On Wed, Jun 22, 2016 at 11:10:46AM +0300, Konstantin Khlebnikov wrote:
> On 22.06.2016 00:10, Peter Zijlstra wrote:
> >On Thu, Jun 16, 2016 at 03:57:01PM +0300, Konstantin Khlebnikov wrote:
> >>Cgroup created inside throttled group must inherit current throttle_count.
> >>Broken throttle_count allows to nominate throttled entries as a next buddy,
> >>later this leads to null pointer dereference in pick_next_task_fair().
> >>
> >>This patch initialize cfs_rq->throttle_count at first enqueue: laziness
> >>allows to skip locking all rq at group creation. Lazy approach also allows
> >>to skip full sub-tree scan at throttling hierarchy (not in this patch).
> >
> >You're talking about taking rq->lock in alloc_fair_sched_group(), right?
> >
> >We're about to go do that anyway... But I suppose for backports this
> >makes sense. Doing it at creation time also avoids the issues Ben
> >raised, right?
>
> Yes, all will be fine. But for 8192-cores this will be disaster =)

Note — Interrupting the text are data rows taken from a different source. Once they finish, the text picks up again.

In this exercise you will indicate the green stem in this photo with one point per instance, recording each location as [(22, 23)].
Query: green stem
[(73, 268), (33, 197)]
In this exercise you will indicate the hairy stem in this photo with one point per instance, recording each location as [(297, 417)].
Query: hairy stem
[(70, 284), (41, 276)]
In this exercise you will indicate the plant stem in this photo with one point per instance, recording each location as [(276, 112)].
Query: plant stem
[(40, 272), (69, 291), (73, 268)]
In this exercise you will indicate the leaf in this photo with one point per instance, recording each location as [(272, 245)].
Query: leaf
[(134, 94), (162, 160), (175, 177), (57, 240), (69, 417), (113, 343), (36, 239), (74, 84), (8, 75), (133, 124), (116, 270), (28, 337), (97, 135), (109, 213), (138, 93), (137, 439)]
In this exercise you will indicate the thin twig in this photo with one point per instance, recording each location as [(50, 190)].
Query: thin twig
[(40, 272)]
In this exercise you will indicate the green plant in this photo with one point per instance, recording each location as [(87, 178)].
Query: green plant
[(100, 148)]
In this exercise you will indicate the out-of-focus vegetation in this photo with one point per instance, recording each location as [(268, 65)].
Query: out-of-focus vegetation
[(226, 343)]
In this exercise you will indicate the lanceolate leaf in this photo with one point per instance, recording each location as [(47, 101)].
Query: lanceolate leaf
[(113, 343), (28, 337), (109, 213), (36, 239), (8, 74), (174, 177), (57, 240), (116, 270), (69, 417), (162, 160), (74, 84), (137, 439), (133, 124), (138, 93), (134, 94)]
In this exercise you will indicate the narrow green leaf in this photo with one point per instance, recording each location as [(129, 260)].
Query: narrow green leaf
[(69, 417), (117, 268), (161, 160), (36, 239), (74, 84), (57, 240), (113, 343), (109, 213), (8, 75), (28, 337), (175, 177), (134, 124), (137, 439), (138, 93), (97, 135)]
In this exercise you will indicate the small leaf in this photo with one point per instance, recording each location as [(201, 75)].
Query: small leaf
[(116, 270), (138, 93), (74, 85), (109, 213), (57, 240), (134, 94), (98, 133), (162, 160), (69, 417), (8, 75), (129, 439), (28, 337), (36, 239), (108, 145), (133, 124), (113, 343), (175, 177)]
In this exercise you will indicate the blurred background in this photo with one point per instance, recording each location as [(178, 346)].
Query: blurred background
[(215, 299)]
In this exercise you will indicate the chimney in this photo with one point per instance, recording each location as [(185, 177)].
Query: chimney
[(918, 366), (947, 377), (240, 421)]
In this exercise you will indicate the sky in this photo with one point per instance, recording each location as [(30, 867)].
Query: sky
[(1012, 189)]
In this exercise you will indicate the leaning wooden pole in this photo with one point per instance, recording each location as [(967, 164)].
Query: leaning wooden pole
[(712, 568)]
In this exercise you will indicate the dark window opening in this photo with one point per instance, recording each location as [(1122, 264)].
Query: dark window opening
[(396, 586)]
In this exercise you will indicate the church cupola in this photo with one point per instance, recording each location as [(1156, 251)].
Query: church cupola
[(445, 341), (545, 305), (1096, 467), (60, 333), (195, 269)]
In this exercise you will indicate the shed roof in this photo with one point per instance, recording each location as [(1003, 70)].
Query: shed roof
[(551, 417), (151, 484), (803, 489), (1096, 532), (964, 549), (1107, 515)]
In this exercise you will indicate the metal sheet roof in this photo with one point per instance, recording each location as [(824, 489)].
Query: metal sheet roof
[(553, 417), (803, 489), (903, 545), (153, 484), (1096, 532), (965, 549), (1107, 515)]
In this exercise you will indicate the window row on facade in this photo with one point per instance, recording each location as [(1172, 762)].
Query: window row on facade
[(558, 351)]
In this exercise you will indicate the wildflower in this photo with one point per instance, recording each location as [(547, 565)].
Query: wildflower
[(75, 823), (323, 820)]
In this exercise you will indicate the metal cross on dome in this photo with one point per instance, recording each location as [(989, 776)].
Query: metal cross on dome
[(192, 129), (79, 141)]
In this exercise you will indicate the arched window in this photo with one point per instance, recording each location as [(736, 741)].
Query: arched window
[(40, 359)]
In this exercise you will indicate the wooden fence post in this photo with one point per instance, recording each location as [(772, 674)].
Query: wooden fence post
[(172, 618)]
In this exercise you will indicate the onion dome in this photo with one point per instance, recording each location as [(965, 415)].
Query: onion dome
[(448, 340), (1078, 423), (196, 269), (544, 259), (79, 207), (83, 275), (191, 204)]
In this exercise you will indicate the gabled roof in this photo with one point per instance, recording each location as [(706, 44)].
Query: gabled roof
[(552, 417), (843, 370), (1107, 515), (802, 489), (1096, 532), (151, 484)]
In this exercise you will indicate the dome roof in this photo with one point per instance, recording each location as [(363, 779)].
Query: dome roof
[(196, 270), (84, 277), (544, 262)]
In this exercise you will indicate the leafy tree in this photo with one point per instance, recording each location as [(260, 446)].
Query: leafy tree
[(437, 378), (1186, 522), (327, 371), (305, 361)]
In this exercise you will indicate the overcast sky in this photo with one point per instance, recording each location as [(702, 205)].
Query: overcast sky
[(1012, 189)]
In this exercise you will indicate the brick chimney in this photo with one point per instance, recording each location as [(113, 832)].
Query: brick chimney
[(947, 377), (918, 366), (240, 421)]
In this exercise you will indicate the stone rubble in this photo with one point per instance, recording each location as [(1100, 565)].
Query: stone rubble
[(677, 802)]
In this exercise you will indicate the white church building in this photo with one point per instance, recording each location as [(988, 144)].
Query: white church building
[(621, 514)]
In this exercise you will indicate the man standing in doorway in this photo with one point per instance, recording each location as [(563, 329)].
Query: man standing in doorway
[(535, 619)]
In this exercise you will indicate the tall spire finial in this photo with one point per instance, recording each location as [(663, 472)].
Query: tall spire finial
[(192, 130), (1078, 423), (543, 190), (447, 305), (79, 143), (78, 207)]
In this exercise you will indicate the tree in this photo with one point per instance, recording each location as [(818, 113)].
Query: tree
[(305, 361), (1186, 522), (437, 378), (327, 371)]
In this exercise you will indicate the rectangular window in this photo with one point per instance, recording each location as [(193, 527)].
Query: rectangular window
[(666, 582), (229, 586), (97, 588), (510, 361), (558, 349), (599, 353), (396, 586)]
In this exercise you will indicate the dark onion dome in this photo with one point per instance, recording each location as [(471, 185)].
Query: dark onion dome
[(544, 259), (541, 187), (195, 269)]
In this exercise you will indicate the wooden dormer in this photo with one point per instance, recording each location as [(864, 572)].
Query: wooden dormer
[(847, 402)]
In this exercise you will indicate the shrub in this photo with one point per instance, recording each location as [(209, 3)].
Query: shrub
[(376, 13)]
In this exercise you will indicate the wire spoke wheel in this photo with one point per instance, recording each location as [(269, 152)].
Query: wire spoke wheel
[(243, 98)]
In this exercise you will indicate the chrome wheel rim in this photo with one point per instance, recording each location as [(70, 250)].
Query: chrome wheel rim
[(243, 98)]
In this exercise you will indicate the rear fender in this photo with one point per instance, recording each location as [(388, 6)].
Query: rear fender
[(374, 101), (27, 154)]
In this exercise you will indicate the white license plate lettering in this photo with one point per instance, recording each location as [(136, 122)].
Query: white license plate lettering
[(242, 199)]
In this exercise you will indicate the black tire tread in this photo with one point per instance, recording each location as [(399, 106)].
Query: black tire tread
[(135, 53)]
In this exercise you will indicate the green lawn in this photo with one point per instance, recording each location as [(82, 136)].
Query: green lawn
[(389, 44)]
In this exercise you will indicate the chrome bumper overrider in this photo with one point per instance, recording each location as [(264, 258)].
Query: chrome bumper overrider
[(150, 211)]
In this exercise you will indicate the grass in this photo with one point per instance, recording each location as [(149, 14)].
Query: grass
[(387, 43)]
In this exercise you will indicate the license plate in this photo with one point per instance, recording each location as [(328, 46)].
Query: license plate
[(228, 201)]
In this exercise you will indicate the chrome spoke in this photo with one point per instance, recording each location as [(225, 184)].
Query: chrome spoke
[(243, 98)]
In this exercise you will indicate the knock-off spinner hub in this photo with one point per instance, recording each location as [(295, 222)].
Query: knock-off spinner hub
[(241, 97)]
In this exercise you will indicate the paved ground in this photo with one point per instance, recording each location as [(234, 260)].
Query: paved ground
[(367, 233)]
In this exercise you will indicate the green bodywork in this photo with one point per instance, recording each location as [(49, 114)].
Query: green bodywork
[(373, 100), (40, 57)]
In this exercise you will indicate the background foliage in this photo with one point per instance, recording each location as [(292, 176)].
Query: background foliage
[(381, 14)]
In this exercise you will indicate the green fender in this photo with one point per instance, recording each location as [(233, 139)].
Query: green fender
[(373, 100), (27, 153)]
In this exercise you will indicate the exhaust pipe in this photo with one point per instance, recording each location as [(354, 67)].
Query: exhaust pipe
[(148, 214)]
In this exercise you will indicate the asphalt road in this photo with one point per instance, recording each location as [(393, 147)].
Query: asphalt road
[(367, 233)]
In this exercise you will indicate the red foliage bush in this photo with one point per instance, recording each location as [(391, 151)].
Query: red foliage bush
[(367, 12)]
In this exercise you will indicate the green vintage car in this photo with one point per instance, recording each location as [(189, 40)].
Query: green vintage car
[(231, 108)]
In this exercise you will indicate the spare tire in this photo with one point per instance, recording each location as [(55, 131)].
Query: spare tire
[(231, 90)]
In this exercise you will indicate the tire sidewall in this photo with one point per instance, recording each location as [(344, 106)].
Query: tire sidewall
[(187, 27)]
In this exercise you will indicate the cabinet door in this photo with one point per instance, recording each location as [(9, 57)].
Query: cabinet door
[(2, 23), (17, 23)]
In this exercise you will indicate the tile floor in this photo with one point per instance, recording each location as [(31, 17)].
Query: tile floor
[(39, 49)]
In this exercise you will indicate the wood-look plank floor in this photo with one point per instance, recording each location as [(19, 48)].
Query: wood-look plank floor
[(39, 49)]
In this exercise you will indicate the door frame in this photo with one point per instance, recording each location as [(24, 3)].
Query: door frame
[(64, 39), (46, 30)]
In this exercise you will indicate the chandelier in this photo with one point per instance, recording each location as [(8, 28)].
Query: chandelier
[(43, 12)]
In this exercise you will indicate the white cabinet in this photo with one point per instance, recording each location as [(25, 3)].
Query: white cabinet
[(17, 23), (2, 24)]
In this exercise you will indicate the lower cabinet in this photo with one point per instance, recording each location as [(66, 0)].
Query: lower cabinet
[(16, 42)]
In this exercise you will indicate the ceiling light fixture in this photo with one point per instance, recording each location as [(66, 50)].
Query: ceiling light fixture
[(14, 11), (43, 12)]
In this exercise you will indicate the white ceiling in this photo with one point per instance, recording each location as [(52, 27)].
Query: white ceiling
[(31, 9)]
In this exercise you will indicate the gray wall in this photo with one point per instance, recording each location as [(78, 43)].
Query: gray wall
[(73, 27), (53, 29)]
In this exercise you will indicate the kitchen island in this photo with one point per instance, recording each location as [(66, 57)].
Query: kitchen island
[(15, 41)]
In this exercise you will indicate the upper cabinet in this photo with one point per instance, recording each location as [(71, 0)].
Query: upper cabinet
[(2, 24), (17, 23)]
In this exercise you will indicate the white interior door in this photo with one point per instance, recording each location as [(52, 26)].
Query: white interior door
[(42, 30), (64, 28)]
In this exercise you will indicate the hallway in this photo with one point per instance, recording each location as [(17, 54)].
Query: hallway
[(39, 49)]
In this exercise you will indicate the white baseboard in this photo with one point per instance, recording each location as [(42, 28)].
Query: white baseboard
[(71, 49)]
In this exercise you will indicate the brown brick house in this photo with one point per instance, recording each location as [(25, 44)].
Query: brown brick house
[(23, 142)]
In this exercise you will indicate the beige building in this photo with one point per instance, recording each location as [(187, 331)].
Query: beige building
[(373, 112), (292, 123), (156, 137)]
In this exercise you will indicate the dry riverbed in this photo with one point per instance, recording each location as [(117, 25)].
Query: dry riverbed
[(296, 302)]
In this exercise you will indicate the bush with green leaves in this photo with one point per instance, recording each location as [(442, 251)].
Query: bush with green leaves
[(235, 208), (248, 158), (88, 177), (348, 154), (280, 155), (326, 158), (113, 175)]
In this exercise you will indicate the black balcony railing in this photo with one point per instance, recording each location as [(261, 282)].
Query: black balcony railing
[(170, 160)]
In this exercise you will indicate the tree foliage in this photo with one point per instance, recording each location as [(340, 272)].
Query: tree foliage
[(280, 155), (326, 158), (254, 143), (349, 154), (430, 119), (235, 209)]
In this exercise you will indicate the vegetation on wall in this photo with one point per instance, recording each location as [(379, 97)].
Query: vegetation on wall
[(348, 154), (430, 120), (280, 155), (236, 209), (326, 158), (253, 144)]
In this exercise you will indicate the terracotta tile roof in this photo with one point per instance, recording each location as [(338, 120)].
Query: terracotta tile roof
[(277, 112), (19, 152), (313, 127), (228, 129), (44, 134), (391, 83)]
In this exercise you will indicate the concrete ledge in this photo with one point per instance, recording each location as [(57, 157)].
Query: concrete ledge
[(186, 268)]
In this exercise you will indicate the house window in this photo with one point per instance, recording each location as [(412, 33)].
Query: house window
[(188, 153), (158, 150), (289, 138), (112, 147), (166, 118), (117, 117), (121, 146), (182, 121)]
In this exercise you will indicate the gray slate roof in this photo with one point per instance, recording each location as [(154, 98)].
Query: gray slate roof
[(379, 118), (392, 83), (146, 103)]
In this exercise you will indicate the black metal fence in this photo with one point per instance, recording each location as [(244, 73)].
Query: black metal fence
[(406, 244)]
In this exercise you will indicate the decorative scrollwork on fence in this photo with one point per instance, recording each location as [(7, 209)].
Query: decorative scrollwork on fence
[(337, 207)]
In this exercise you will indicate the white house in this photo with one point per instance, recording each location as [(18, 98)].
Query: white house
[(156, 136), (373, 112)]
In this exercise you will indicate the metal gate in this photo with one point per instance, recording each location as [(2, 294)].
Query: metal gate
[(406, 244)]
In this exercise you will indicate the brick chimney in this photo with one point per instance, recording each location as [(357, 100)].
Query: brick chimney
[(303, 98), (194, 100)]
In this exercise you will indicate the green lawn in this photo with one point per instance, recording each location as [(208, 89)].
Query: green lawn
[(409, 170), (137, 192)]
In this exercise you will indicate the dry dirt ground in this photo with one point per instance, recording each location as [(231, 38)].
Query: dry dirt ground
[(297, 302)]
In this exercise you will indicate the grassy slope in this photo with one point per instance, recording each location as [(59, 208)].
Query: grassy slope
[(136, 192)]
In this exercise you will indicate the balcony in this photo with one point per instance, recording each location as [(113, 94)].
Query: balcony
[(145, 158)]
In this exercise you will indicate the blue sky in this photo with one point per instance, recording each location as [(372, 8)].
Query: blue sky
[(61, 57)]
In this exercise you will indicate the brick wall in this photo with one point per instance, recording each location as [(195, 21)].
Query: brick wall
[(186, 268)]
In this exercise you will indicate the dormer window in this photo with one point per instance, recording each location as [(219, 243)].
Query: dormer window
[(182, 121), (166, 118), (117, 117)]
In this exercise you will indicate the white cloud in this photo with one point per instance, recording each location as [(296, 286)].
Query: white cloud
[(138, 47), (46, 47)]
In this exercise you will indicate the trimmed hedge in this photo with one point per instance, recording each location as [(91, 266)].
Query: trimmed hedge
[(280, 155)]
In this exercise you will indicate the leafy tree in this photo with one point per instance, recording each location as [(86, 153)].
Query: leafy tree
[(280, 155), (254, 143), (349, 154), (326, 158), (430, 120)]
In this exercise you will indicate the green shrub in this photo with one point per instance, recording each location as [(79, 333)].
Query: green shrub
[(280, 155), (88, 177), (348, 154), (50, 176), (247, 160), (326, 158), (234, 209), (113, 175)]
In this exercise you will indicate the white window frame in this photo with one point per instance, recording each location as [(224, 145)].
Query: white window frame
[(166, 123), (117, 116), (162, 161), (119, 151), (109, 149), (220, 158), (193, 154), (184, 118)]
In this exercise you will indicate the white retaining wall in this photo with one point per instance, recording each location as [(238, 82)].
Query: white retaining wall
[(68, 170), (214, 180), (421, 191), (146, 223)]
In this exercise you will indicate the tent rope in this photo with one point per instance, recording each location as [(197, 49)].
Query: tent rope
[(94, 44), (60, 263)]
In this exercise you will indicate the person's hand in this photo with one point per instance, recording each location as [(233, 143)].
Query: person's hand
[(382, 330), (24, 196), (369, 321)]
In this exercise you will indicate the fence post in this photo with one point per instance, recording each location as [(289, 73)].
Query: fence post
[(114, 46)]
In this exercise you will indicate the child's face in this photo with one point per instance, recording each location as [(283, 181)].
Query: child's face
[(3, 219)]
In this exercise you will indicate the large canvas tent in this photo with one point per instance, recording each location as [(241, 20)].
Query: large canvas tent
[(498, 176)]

Well, creating cgroups isn't something you do much of, and creating them
will be proportionally expensive already, as we allocate all kinds of
per-cpu data.

In any case, we 'need' to do this because of the per entity load
tracking stuff, entities, even blocked, should be added to the cfs_rq.

> throttle_count must be initialized after linking tg into lists. obviously.

Crud, that's later than we currently take the rq lock. Let me see how
much pain it is to re-order all that.